La promoción generosa de la manifestación de los suyos por parte del Gobierno de todos, confundiéndola con la celebración oficial de la Diada Nacional, asegura el éxito, sean los asistentes unos cientos de miles de más o de menos. Este 11 de septiembre se ha demostrado, además, que las miserias de la política partidista y la incompetencia de sus dirigentes no acabarán con la ilusión de quienes sueñan (y votan) con la independencia. Quienes creen no desfallecen, a pesar del desbarajuste de los partidos independentistas y las rencillas políticas y personales de sus líderes. Los manifestantes ocuparon de nuevo Barcelona para sentirse por una tarde los dueños del país o al menos de sus calles, para gritarle al Estado que aquí están y para advertir a los millones de catalanes que no participan de su sueño que el pulso es inevitable.

La demostración anual de poderío esconde, sin embargo, un déficit. El empuje de estas concentraciones es insuficiente para imponer democráticamente su proyecto a un país dividido y resultan inoperantes (felizmente) para hacer tambalear al Estado de derecho; por no tener, no tienen siquiera la fuerza para enderezar el rumbo a la deriva que siguen sus partidos. Pero da igual. El reencuentro les alivió el desencanto por tanto error de cálculo y para conjurarse para nuevos retos inmediatos que suplan el advenimiento fallido de la república. Pospuesto el objetivo final, solo queda luchar contra la circunstancia, resistir los efectos, todavía incalculables, de una sentencia que no van a poder eludir como no pudieron impedir la celebración del juicio.

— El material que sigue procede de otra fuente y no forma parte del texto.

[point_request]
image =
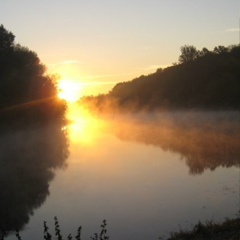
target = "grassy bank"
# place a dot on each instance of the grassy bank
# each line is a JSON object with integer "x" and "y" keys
{"x": 228, "y": 230}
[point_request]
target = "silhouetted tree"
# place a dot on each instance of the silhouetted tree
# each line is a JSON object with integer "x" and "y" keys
{"x": 25, "y": 89}
{"x": 204, "y": 80}
{"x": 188, "y": 54}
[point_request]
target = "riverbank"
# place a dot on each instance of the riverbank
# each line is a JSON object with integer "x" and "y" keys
{"x": 228, "y": 230}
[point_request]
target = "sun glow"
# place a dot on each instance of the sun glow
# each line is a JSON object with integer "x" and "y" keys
{"x": 69, "y": 90}
{"x": 84, "y": 128}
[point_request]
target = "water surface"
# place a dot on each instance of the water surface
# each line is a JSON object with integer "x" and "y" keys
{"x": 147, "y": 174}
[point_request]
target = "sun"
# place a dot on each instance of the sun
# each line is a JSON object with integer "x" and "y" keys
{"x": 69, "y": 90}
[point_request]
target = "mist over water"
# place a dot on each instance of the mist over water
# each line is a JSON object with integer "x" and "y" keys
{"x": 146, "y": 173}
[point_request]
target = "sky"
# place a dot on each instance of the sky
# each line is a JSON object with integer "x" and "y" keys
{"x": 97, "y": 43}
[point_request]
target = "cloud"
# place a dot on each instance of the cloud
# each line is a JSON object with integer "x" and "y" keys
{"x": 232, "y": 30}
{"x": 152, "y": 68}
{"x": 65, "y": 62}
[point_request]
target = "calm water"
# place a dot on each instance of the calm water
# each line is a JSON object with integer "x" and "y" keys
{"x": 147, "y": 174}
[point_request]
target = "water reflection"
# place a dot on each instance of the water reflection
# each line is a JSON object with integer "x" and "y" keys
{"x": 27, "y": 163}
{"x": 204, "y": 140}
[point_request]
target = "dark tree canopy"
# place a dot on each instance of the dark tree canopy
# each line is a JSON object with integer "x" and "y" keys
{"x": 24, "y": 86}
{"x": 188, "y": 53}
{"x": 206, "y": 80}
{"x": 6, "y": 38}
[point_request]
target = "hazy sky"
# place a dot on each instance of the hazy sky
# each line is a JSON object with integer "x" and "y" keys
{"x": 100, "y": 42}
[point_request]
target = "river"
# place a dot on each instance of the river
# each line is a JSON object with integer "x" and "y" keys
{"x": 147, "y": 174}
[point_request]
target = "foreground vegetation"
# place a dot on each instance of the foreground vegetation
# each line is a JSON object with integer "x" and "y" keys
{"x": 202, "y": 79}
{"x": 228, "y": 230}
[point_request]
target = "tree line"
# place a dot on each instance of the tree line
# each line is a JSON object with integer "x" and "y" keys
{"x": 27, "y": 94}
{"x": 202, "y": 79}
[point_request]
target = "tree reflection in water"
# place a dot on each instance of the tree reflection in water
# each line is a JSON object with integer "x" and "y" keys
{"x": 27, "y": 163}
{"x": 204, "y": 140}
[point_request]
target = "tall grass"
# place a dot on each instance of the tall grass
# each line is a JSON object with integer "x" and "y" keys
{"x": 47, "y": 235}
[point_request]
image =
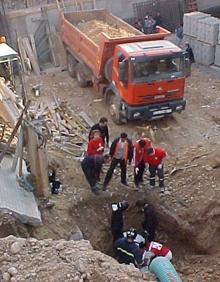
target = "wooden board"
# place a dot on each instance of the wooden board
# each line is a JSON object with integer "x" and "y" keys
{"x": 31, "y": 56}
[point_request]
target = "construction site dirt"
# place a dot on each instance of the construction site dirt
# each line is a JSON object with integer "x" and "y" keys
{"x": 189, "y": 211}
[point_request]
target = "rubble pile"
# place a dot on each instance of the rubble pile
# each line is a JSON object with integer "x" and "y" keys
{"x": 27, "y": 260}
{"x": 67, "y": 130}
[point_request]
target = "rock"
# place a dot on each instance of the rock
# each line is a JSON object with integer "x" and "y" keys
{"x": 6, "y": 277}
{"x": 16, "y": 247}
{"x": 60, "y": 247}
{"x": 13, "y": 271}
{"x": 76, "y": 234}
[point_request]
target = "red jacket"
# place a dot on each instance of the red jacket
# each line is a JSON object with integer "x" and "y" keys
{"x": 157, "y": 248}
{"x": 139, "y": 152}
{"x": 156, "y": 158}
{"x": 94, "y": 145}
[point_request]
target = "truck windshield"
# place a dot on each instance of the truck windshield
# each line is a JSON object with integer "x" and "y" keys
{"x": 157, "y": 69}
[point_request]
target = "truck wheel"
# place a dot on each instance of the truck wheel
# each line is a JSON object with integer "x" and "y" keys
{"x": 114, "y": 109}
{"x": 80, "y": 76}
{"x": 71, "y": 65}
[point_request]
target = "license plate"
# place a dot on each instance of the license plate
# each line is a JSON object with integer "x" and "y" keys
{"x": 162, "y": 112}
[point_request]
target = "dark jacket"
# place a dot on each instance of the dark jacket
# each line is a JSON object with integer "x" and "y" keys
{"x": 117, "y": 224}
{"x": 103, "y": 130}
{"x": 130, "y": 148}
{"x": 128, "y": 252}
{"x": 190, "y": 54}
{"x": 158, "y": 21}
{"x": 150, "y": 218}
{"x": 93, "y": 162}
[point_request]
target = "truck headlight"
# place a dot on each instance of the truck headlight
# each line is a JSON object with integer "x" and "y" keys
{"x": 137, "y": 114}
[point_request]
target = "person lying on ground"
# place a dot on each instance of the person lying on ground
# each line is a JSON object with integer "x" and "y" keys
{"x": 117, "y": 219}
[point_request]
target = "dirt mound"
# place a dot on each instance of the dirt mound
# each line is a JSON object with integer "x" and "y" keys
{"x": 94, "y": 28}
{"x": 26, "y": 260}
{"x": 10, "y": 226}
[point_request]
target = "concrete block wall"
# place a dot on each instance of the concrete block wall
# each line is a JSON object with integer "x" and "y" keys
{"x": 190, "y": 22}
{"x": 217, "y": 55}
{"x": 202, "y": 32}
{"x": 208, "y": 30}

No hay fuerza para avanzar ni predisposición a retroceder. Lo único palpable es el empeño del presidente Torra en descreditar las instituciones históricas de Catalunya, renovadas por la República y recuperadas por Tarradellas en los primeros pasos de la Transición. La desidia del Govern en el ejercicio de sus obligaciones es descomunal, tanto como su osadía en la instrumentalización de dichas instituciones en beneficio de su causa. La paradoja es cruel: el catalanismo político convirtió el 11-S en un clamor para recuperar y defender la Generalitat; el secesionismo, en una exhibición de excitación soberanista para cerrarla.